= Barry baronets of St Leonard's Hill and Keiss Castle (1899) =

Escutcheon of the Barry baronets of St Leonard's Hill and Keiss Castle

The Barry baronetcy, of St Leonard's Hill in Clewer in the County of Berkshire and Keiss Castle in the County of Caithness, was created in the Baronetage of the United Kingdom on 22 February 1899 for the businessman and politician Francis Barry. He had made a fortune from business interests in Portugal, including the Sao Domingos Mine in the Alentejo. He had already been created Baron de Barry by King Luís I of Portugal in 1876. He represented Windsor in the House of Commons from 1890 to 1906 and was a benefactor to the town.

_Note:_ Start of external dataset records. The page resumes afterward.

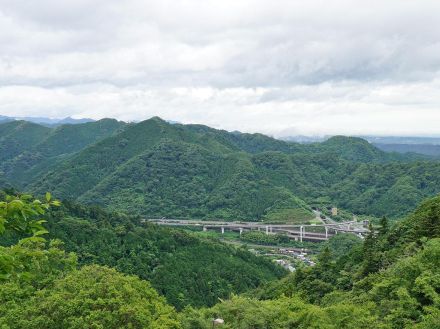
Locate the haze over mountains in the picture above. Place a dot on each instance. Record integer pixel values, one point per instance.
(46, 121)
(154, 168)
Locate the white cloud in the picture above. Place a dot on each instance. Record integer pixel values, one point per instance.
(309, 66)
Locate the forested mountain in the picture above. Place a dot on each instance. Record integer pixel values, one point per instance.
(389, 280)
(154, 168)
(29, 149)
(186, 269)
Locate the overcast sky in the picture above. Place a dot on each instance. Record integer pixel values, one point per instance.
(277, 67)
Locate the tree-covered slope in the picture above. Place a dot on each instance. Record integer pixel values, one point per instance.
(33, 149)
(154, 168)
(186, 269)
(389, 281)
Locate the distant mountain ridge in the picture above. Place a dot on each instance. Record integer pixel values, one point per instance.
(154, 168)
(46, 121)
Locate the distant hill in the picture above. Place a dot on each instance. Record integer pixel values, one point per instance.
(154, 168)
(46, 121)
(426, 149)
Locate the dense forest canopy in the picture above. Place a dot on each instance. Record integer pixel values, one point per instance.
(154, 168)
(389, 280)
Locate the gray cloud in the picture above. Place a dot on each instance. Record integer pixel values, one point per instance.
(318, 66)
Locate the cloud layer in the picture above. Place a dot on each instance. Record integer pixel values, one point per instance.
(279, 67)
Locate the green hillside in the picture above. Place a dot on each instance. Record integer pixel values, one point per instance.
(390, 280)
(31, 149)
(154, 168)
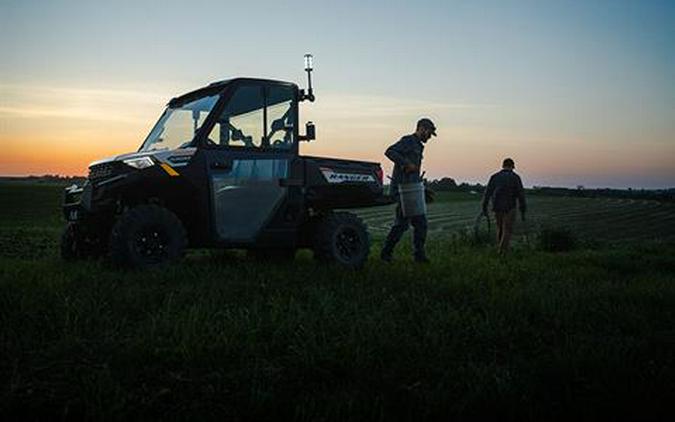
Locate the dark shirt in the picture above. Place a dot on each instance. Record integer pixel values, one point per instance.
(504, 188)
(408, 150)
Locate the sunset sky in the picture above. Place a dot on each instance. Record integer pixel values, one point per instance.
(577, 92)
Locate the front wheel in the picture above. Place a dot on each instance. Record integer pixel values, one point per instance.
(146, 236)
(342, 238)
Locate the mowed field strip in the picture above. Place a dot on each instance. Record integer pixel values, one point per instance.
(592, 218)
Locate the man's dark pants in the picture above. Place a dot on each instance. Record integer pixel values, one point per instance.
(400, 226)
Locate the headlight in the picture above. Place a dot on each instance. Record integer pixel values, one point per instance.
(140, 163)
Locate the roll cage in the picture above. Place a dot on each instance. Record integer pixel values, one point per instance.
(226, 90)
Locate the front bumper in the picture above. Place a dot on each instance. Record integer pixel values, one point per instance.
(89, 200)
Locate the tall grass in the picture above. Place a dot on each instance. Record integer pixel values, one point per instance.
(587, 334)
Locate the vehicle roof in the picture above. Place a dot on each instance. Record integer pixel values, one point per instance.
(216, 87)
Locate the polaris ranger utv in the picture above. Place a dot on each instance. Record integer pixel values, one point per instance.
(221, 169)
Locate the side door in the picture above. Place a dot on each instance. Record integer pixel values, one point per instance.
(252, 146)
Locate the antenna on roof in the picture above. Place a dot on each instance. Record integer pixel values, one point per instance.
(309, 66)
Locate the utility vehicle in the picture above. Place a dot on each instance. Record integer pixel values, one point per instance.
(221, 168)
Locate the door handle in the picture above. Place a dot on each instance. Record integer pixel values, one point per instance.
(221, 165)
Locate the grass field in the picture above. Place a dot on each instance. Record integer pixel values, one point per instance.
(583, 334)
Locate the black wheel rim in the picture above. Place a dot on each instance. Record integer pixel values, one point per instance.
(151, 244)
(348, 243)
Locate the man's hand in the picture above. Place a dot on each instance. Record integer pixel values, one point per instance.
(409, 168)
(429, 195)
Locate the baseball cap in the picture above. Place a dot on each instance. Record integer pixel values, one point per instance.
(427, 123)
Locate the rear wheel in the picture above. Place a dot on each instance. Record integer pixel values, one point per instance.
(342, 238)
(145, 236)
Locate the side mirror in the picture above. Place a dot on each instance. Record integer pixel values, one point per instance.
(310, 132)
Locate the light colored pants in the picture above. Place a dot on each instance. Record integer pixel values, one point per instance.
(504, 222)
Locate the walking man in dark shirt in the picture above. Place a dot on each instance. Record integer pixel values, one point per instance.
(504, 189)
(407, 157)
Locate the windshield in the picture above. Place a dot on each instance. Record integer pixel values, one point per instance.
(178, 125)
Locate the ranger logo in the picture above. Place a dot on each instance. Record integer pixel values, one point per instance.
(333, 176)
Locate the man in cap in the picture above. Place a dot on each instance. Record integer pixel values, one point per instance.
(504, 189)
(407, 157)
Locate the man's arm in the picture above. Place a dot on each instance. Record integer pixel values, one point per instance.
(522, 205)
(488, 193)
(398, 153)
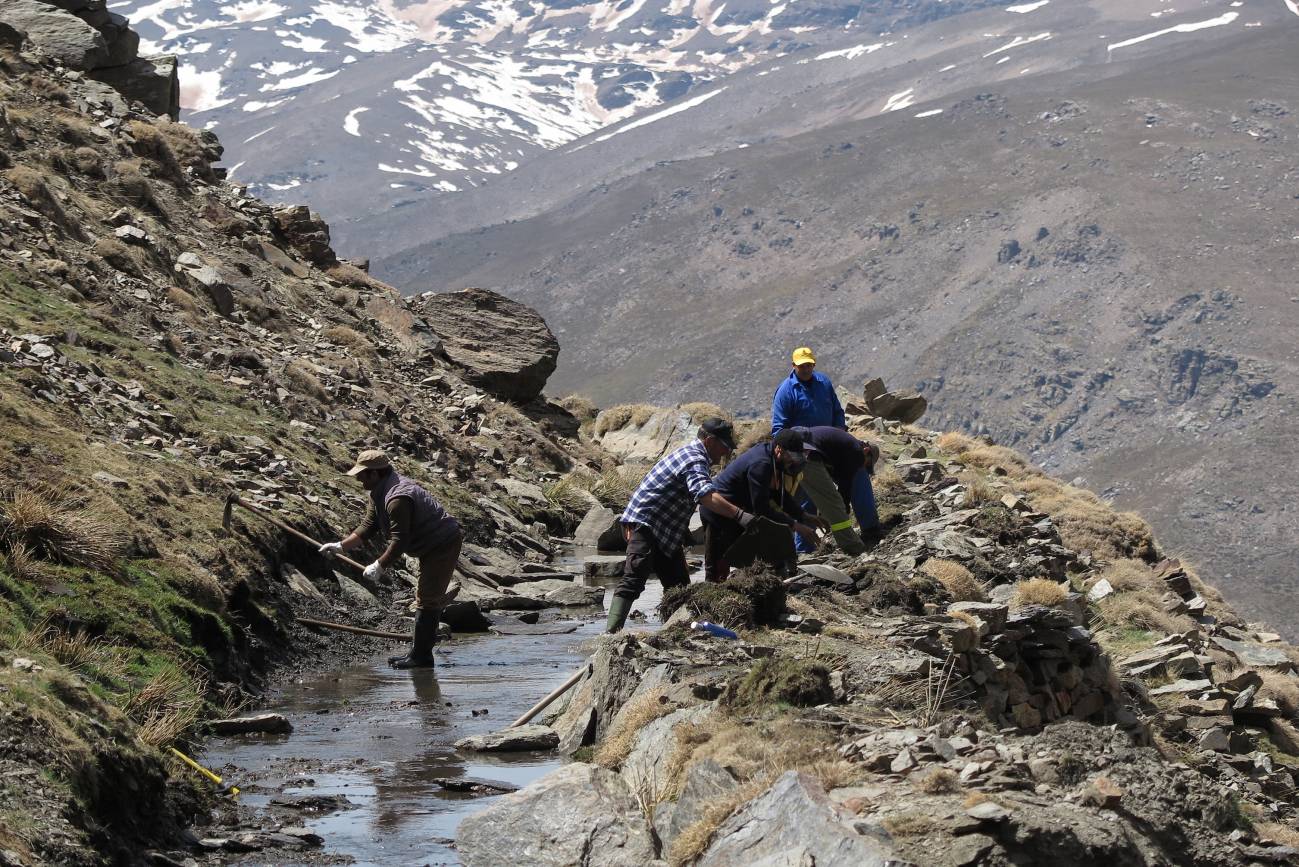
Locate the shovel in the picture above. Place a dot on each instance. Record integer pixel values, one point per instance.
(234, 499)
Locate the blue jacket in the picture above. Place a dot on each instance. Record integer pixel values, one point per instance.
(806, 404)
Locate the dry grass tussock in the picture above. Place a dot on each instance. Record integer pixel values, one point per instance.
(151, 144)
(939, 781)
(1276, 832)
(303, 381)
(613, 486)
(118, 255)
(1086, 523)
(168, 707)
(634, 716)
(702, 410)
(82, 160)
(582, 408)
(57, 525)
(622, 416)
(350, 338)
(1281, 688)
(886, 480)
(1141, 610)
(978, 490)
(1130, 575)
(35, 189)
(1038, 592)
(757, 754)
(959, 581)
(568, 495)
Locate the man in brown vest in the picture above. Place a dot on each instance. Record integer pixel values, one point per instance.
(416, 524)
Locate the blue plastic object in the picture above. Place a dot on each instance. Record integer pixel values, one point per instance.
(713, 629)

He was succeeded by his second but eldest surviving son, the 2nd Baronet. He was a Lieutenant-Colonel in the Berkshire Yeomanry and also served as High Sheriff of Berkshire in 1907 and vice Lord Lieutenant for the county.

==Barry baronets, of St Leonard's Hill and Keiss Castle (1899)==
- Sir Francis Tress Barry, 1st Baronet (1825–1907)
- Sir Edward Arthur Barry, 2nd Baronet (1858–1949)
- Sir Claude Francis Barry, 3rd Baronet (1883–1970)
- Sir Rupert Rodney Francis Tress Barry, 4th Baronet (1910–1977)
- Sir Lawrence Edward Anthony Tress Barry, 5th Baronet (1939–2026)
- Sir William Rupert Philip Tress Barry, 6th Baronet (born 1973)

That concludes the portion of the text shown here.